In a National Press Club address on Wednesday, Minister for Indigenous Australians Ken Wyatt pledged to “bring forward a consensus option” during the current term of Parliament.
Mr Wyatt said the Government was committed to Indigenous constitutional change and would design the model with First Australians, having allocated $7 million towards the process.
John Lochowiak, chair of the peak Aboriginal and Torres Strait Islander body in the Catholic Church, the National Aboriginal and Torres Strait Islander Catholic Council (NATSICC), said: “It is heartening to see a bipartisan approach to discussion on this issue. We, as Australians, need to work together on this.
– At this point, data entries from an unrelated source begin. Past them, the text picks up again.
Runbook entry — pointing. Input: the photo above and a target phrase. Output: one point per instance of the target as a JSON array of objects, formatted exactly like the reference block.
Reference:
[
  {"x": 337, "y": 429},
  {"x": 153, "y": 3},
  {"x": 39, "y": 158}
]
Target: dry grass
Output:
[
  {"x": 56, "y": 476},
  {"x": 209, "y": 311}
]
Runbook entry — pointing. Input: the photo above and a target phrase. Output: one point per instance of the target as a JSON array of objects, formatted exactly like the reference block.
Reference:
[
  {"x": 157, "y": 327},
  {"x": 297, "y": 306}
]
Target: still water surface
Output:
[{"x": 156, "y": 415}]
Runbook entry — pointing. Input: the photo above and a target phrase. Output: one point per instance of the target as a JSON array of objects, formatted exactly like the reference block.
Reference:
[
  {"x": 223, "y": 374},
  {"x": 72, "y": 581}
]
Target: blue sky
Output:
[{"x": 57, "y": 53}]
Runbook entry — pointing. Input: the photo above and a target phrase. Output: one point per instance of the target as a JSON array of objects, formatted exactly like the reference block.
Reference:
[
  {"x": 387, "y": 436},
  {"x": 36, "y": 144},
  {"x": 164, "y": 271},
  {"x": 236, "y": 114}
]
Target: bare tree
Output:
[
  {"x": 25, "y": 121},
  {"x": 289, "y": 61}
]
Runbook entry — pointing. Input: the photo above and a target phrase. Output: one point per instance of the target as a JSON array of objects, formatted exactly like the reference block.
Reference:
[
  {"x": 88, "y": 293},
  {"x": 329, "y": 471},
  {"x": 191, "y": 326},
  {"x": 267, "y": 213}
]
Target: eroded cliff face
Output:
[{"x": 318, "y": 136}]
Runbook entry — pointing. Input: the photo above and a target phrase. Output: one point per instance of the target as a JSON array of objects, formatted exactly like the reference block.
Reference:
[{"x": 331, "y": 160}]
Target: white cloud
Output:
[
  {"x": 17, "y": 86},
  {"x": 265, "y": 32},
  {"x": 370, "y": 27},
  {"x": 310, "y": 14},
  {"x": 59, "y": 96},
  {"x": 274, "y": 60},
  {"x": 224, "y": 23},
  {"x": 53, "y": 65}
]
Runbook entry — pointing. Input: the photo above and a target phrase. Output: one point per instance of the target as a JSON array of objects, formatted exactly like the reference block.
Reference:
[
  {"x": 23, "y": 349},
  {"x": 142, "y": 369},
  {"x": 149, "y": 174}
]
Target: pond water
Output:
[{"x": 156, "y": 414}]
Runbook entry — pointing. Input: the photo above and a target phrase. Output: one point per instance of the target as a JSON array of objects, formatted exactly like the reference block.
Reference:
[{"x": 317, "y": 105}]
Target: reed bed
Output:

It is the only way forward.
“Whatever the outcome that is decided, the result has to be meaningful change in the lives of Aboriginal and Torres Strait Islander people.”
Craig Arthur, national administrator for NATSICC, said the Council supported any initiative to strengthen the voices of Aboriginal and Torres Strait Islanders.
“NATSICC believes it is important that a strong focus is placed on empowering all people within all communities,” he said.
“However, representatives would like to see more details on what is proposed.”
Christopher Ohlsen, executive secretary of the Australian Catholic Bishops Conference’s Commission for Relations with Aboriginal and Torres Strait Islander Peoples, said the Church welcomes the Government’s intentions for a referendum and for placing a timeline on that process.
“We will await further details about the proposed referendum and will then engage in a process of consultation with our Indigenous brothers and sisters,” he said.
NATSICC and the bishops acknowledged the need to respect the diversity of Aboriginal and Torres Strait Islander communities across Australia by giving voice to all perspectives.
The dignity and value of the individual, a core tenet of Catholic Social Teaching, is central to the issue of acknowledgement and recognition, those groups agreed.